In November 7 the Company began a private placement to accredited investors of 10% short term promissory notes. These notes are payable the earlier of August 15 or when the Company raises $1,000, 000 in its next qualified financing as defined. The notes bear interest at a rate of 10% per annum, payable at the end of the term. The principal amounts of the notes are convertible into the Company’s common stock by the holder, at any time prior to the repayment of the principal, at the rate of $0.15 per share. As of December 31, the Company has raised a total gross amount of $300,000, from these notes.

On November 8, the Company issued 66,667 shares of the Company’s restricted common stock upon the conversion of $10,000 of the Company’s 10% convertible notes.

On December 5, the Company issued 102,978 shares of the Company’s restricted common stock as payment in kind for interest due for the month of October on the Company’s 10% convertible notes.

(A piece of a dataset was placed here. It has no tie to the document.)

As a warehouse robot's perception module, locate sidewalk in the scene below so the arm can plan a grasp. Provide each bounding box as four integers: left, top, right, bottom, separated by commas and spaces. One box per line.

On December 10, the Company issued 140,000 shares of the Company’s restricted common stock upon the exercise of warrants issued with the Company’s 10% convertible notes and received net proceeds of $17,800.

On December 12, the Company issued 2,397, 563 shares of the Company’s restricted common stock upon the conversion of $330,000 of the Company’s 10% convertible notes.

On December 14, the Company issued 812,500 shares of the Company’s restricted common stock upon the conversion of $130,000 of the Company’s 10% convertible notes.

On December 18, the Company issued 357,143 shares of the Company’s restricted common stock upon the conversion of $50,000 of the Company’s 10% convertible notes.

On December 18, the Company issued 50,000 shares of the Company’s restricted common stock upon the exercise of warrants issued with the Company’s 10% convertible notes and received net proceeds of $7,000.

On December 27, the Company issued 187,500 shares of the Company’s restricted common stock upon the conversion of $30,000 of the Company’s 10% convertible notes.

On December 28, the Company issued 398,333 shares of the Company’s restricted common stock upon the conversion of $44,000 of the Company’s 10% convertible notes.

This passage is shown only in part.